Anne Graue: Ja, ein solches System könnte die Geschwindigkeit und Qualität der Rechtsberatung entscheidend verbessern. Ich würde mir z.B. wünschen, dass ein intelligentes System mich auf Rechtsprechungsänderungen zu bestimmten Themen hinweist und mir die Dokumente zeigt, welche betroffen sind. Dadurch kann sichergestellt werden, dass beispielsweise Verträge immer up-to-date sind und Risiken vermieden werden.

Das klingt absolut spannend, aber auch ziemlich komplex. Wie sehen sinnvolle erste Schritte aus, um ein effizientes Wissensmanagement zu etablieren?

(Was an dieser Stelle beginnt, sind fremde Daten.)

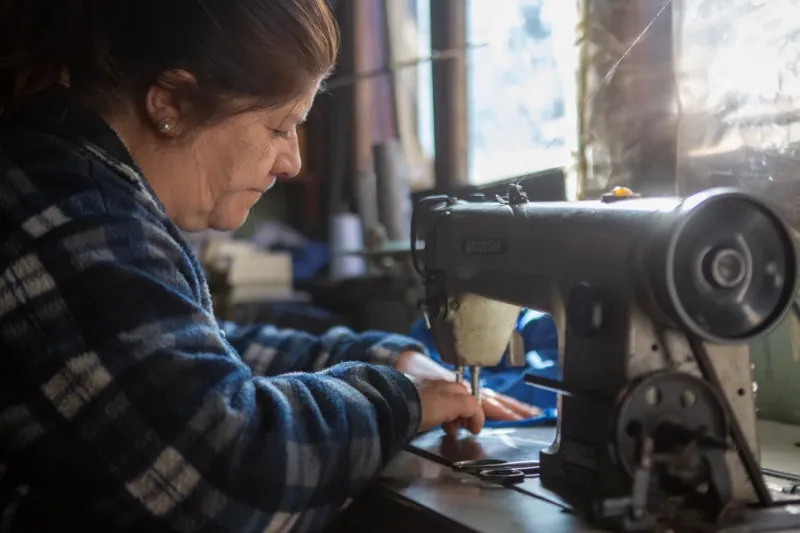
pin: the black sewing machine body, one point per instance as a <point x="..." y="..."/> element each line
<point x="655" y="300"/>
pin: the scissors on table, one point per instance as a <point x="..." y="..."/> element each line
<point x="499" y="471"/>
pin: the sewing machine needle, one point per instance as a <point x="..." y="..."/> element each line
<point x="459" y="374"/>
<point x="474" y="374"/>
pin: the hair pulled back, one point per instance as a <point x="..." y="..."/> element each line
<point x="269" y="50"/>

Tianyu Yuan11:46: Durch das große Interesse an Legal Tech und Legal Operations sind Rechtsabteilungen in letzter Zeit zunehmend mit Themen rund um Business Process Modelling, Six Sigma, Design Thinking, Lean UX und agile Methoden in Berührung gekommen. Diese Methoden zu beherrschen ist unerlässlich, wenn innovative Digitalisierungsprojekte gelingen sollen. Wichtig für den Start ist auch, dass man nicht gleich dazu antritt die ganze Rechtsabteilung automatisieren zu wollen. Vielmehr bietet es sich an, zunächst ein relevantes, aber abgegrenztes Problem zu identifizieren, an dem man in Form eines Proof of Concept zügig den Wert einer neuen Lösung demonstrieren kann. Dieser schnelle Erfolg kann dann genutzt werden, um weitere Digitalisierungsschritte zu gehen. Das ist nicht nur ressourceneffizient, sondern sorgt häufig auch für mehr Akzeptanz in der Belegschaft.

Anne Graue:

Es ist sehr wichtig, vor dem Einkauf eines Tools alle Bereiche, die hiermit arbeiten werden abzuholen. Dies gelingt z.B. mit der Bildung einer Task-Force, deren Mitglieder sodann in ihren Abteilungen als Ambassador für die Lösung agieren. Digitale Transformation funktioniert nur, wenn alle Parteien abgeholt sind und der Prozess klar definiert ist. Denn eine Technologie kann noch so gut sein – wenn sie von Nutzern nicht akzeptiert und in die tägliche Arbeit eingebunden wird, ist das Projekt zum Scheitern verurteilt.

Außerdem ist es bei digitalen Innovationen und der Auswahl geeigneter Tools auch sehr wichtig, die Zukunftsvision mit einzubeziehen und etwas Fantasie zu wagen: Think big! Wie sähe die Lösung des Problems in einer ideal digitalisierten Rechtsabteilung aus? Schließlich will man mit einer neu eingeführten Lösung nicht nur 1-2 Jahre arbeiten, sondern langfristig Spaß daran haben.

Anne Graue

Anne Graue ist Legal Counsel (Regulatory Law & Product Compliance) bei Volkswagen AG. Zuvor arbeitete sie als Associate General Counsel bei TIER Mobility GmbH – einem hyper-growth Start-Up im Bereich der e-Mobilität. Ihre Hauptverantwortlichkeiten sind Commercial, Compliance und Arbeitsrecht. Zu ihren früheren Erfahrungen gehörte die Position als Legal Counsel bei der AUDI AG und die Arbeit als Strafrichterin sowie Associate bei Clifford Chance. 

Tianyu Yuan

Tianyu Yuan ist CEO der Codefy GmbH – einem Technologie-Startup, das sich mit dem Einsatz Künstlicher Intelligenz im Rahmen der juristischen Wissensarbeit befasst.

Sein Interesse an der Automatisierung juristischer Entscheidungen verfolgt er auch wissenschaftlich. Er war wissenschaftlicher Mitarbeiter an der Universität Heidelberg und Visiting Researcher an den Universitäten Oxford und Cambridge. Davor war er als Jurist für eine führende internationale Wirtschaftskanzlei in Frankfurt und London tätig.